Music festivals: a weekend of forging through endless masses of pongy humanity, warm stale beer, Portaloos like steaming gateways into the bowels of hell and drunken meltdowns at five in the morning where you find a trouserless stranger in a bucket hat asleep in what you are almost completely sure is your tent. And that’s when they go well.
As the new Netflix original documentary Fyre: The Greatest Party That Never Happened entertainingly attests, music festivals sometimes go very, very badly indeed. Especially if they’re staged on a Bahamian desert island by a fraudster social media bro, and swiftly descend into a kind of millennial Lord of the Flies.
Does Fyre deserve to go down in history as the worst music festival ever staged? A quick look back across the last several decades reminds us that, thanks to such traditional scourges as drugs’n’alcohol, poor planning, inclement weather, unscrupulous promoters and good old-fashioned stupidity, history has seen more than its fair share of less-than-utopian music weekenders.

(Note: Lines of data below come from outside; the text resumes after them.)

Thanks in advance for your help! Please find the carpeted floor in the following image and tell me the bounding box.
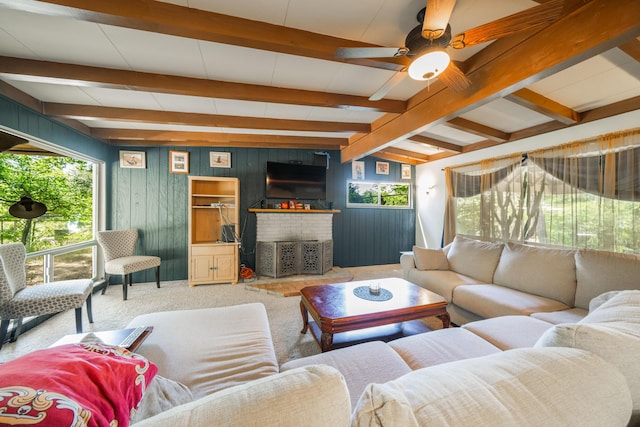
[0,264,444,364]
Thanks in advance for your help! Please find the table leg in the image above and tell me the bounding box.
[320,332,333,353]
[436,313,451,329]
[300,301,309,334]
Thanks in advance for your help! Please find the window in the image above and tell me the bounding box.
[347,181,411,208]
[0,154,97,284]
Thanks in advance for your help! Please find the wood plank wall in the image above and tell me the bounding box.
[108,147,415,281]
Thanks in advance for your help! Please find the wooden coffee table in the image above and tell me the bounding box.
[300,278,450,352]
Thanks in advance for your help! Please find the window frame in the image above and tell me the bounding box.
[345,179,413,209]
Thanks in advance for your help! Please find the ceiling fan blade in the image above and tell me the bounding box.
[334,47,409,59]
[369,71,407,101]
[422,0,456,40]
[438,62,471,92]
[451,0,564,49]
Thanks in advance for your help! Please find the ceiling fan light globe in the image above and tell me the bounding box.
[409,50,451,80]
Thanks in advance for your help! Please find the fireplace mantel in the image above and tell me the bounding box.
[249,208,340,214]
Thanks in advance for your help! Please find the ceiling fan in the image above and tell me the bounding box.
[335,0,564,101]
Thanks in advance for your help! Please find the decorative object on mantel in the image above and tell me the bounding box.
[376,162,389,175]
[169,150,189,174]
[248,208,341,214]
[209,151,231,168]
[120,151,147,169]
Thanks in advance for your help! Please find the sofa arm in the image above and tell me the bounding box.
[135,365,351,427]
[400,252,416,280]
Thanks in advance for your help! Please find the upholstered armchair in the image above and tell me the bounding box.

Erie Canal Soda Pop Festival, 1972
Griffin, Indiana, USA
Some 300,000 people on a site laid out for just 55,000, only three police officers among them, torrential rain, next to no food nor water but bacchanalian quantities of intoxicants – what could possibly go wrong? Many of the scheduled bands cancelled – including Joe Cocker, the Allman Brothers and Black Sabbath (yup, not even Ozzy was having any of it). Riots broke out, anarchy ensued and the crowd burned down the stage. Need we go on?